Notes on implementing concise calls to constructors with type parameters
Joseph D. Darcy
Joe.Darcy at Sun.COM
Thu May 21 08:49:57 PDT 2009
Howard Lovatt wrote:
> Hi Peter,
>
> 2009/5/21 Peter Levart <peter.levart at gmail.com>:
>
>> Hello Howard,
>>
>> What Neal and others are trying to point out is that your "textual
>> substitution algorithm" is not defined. The name "textual" implies that it
>> should be simple. But the right thing to do is not simple at all.
>>
>
> I suspect that we have more of a philosophical difference rather than
> a technical one. I think it is a mistake to choose complicated systems
> that few understand; you have to keep it simple.
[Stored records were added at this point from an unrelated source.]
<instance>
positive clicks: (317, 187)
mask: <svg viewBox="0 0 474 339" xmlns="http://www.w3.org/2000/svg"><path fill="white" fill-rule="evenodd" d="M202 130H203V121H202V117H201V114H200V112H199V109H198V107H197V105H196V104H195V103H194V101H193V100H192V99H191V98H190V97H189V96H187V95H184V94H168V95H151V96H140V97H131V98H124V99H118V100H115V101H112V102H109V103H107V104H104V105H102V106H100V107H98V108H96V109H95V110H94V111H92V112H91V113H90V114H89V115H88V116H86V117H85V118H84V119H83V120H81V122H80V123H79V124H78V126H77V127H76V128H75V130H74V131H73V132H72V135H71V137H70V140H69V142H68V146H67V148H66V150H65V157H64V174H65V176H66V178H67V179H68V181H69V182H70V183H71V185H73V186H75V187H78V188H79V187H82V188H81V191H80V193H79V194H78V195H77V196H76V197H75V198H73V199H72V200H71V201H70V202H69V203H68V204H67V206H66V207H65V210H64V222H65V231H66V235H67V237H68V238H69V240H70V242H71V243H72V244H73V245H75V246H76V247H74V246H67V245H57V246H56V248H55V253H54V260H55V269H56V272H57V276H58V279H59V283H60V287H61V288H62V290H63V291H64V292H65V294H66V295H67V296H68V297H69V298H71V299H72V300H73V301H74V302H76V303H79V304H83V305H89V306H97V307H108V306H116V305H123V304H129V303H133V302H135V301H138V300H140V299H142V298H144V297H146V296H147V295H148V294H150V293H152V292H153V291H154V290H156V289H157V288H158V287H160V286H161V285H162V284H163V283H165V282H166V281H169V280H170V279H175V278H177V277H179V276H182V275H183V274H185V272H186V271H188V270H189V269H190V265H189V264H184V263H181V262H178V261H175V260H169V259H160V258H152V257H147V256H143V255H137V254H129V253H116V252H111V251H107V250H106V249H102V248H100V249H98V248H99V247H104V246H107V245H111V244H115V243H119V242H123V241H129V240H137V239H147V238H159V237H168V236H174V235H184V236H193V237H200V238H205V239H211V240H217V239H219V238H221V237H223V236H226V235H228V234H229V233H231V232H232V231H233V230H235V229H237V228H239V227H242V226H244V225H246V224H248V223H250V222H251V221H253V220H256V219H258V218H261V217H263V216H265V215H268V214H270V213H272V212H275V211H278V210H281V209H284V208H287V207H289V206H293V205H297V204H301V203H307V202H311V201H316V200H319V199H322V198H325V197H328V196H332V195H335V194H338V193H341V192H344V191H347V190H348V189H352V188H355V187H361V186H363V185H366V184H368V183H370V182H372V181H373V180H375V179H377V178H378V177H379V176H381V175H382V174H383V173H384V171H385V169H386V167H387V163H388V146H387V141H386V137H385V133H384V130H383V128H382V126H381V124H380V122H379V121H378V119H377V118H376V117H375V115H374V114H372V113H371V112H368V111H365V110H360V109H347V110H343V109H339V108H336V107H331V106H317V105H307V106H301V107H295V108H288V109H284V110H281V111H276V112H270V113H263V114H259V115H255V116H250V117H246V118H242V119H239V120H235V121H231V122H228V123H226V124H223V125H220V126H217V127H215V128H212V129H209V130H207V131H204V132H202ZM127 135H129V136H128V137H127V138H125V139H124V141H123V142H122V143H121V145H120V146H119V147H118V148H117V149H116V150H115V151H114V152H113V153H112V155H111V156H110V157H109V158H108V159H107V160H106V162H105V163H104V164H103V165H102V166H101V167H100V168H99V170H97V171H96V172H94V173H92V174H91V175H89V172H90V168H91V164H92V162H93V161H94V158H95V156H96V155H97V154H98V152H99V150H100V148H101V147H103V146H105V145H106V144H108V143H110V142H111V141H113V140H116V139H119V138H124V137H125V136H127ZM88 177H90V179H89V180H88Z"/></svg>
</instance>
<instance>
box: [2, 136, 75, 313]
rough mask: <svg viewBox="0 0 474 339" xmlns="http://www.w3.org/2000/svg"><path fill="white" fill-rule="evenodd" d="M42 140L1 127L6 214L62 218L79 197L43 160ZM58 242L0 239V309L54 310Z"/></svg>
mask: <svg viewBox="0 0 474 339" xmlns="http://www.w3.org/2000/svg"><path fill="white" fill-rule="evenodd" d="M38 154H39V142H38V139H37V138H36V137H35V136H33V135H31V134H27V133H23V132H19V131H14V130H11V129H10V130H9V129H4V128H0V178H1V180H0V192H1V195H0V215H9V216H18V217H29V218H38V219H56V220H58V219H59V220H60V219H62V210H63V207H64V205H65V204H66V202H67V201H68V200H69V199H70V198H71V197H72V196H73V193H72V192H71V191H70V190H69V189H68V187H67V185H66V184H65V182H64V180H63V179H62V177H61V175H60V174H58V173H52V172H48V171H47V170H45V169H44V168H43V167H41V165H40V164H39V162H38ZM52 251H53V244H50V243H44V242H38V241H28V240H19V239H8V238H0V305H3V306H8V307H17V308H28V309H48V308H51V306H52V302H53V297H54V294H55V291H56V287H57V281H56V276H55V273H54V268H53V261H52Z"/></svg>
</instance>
Much of Java is a
> simplification of C++ and this simplification is the reason for the
> success of Java. An example of a feature of Java that has received
> much negative comment is variance, to me this is an example of a
> system that though powerful is too complicated. The reason for people
> wanting to have type declarations on the left rather than the var
> (auto) type construct is for this very reason of simplicity, so it
> makes no sense to me to use a complicated system when the aim is
> simplicity. In summary the number one goal for me is simplicity,
> rather than ultimate power.
>
> It doesn't matter how hard you try with type inference it would seem
> that some part of it will fail. The following example from Peter Ahe
> blog demonstrates this:
>
> static <T> void merge( List<T> l1, List<T> l2 ) {}
>
> static void test(List<? extends Object> list) { merge(list, list); }
>
> Fails with an obscure error message:
>
> <T>merge(java.util.List<T>,java.util.List<T>) in listtypesafety.Main
> cannot be applied to (java.util.List<capture of ? extends
> java.lang.Object>,java.util.List<capture of ? extends
> java.lang.Object>)
>
> Yet to a human reader it is obvious that it is type sound. Now
>
Yes, and as Peter Levart has detailed, the human reader is wrong.
The compiler messages are a known shortcoming which are being addressed
in JDK 7; the messages from current builds are much better and another
round of message improvements just hit the langtools Mercurial repository.
We will not be adding a textual substitution algorithm type inferencing
algorithm in JDK 7; further discussion on this matter is not necessary.